CET-vol95


                                                                                                                                                                 DOI: 10.3303/CET2295013 
 
 
Paper Received: 15 April 2022; Revised: 15 June 2022; Accepted: 27 May 2022 
Please cite this article as: Cruz C., Aleixandre M., Matatagui D., Horrillo M.C., 2022, An Artificial Olfactory System for Toxic Compounds 
Classification Using Machine Learning Techniques, Chemical Engineering Transactions, 95, 73-78  DOI:10.3303/CET2295013 
  

 CHEMICAL ENGINEERING TRANSACTIONS  
 

VOL. 95, 2022 

A publication of 

 
The Italian Association 

of Chemical Engineering 

Online at www.cetjournal.it 

Guest Editors: Selena Sironi, Laura Capelli 

Copyright © 2022, AIDIC Servizi S.r.l. 

ISBN 978-88-95608-94-5; ISSN 2283-9216 

An Artificial Olfactory System for Toxic Compounds 

Classification using Machine Learning Techniques 

Carlos Cruza, Manuel Aleixandreb, Daniel Matataguia, Mari Carmen Horrilloa* 

a
 SENSAVAN, Instituto de Tecnologías Físicas y de la Información (ITEFI), CSIC, 28006 Madrid, Spain 

b
 Institute of Innovative Research, Tokyo Institute of Technology, Yokohama 226-8503, Japan  

carmen.horrillo.guemes@csic.es 

The long-term exposure to nitrogen dioxide produces harmful effects for humans and any living being. Thus, in 

security applications, sensor arrays are required for detecting nitrogen dioxide by interfering gas classification. 
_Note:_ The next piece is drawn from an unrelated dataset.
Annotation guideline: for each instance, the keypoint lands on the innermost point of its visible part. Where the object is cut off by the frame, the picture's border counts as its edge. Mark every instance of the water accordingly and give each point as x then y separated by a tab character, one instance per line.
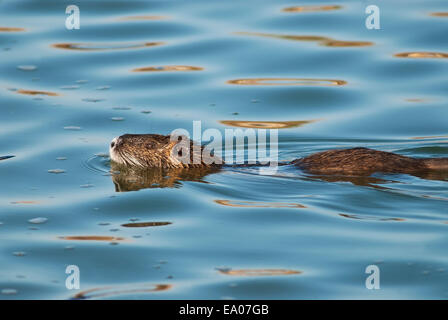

In this work, a compact and intelligent electronic nose (e-nose) based on a Shear-Horizontal Surface Acoustic 

Wave (SH-SAW) sensor array is proposed for sensing, classifying, and calibrating toxic chemicals. Different 

carbon-based nanostructured materials are deposited as sensitive layers providing excellent outcomes by mass 

and elastic changes in this type of sensors. The HS-SAW sensors achieve a high sensitivity, fast response, and 

reproducibility to different toxic gases such as nitrogen dioxide, carbon monoxide, ammonia, benzene and 

acetone. The gas flows were controlled by an automated system that consists of four mass flow controllers to 

obtain the desired concentrations. 

The e-nose provides an efficient performance with supervised machine learning techniques. Outcomes indicate 

that Linear Discrimination Analysis (LDA) performs a 90% precise discrimination on test dataset and provides a 

clear discrimination of NO2 with interfering toxic compounds. On the other hand, K-Nearest Neighbors (KNN) 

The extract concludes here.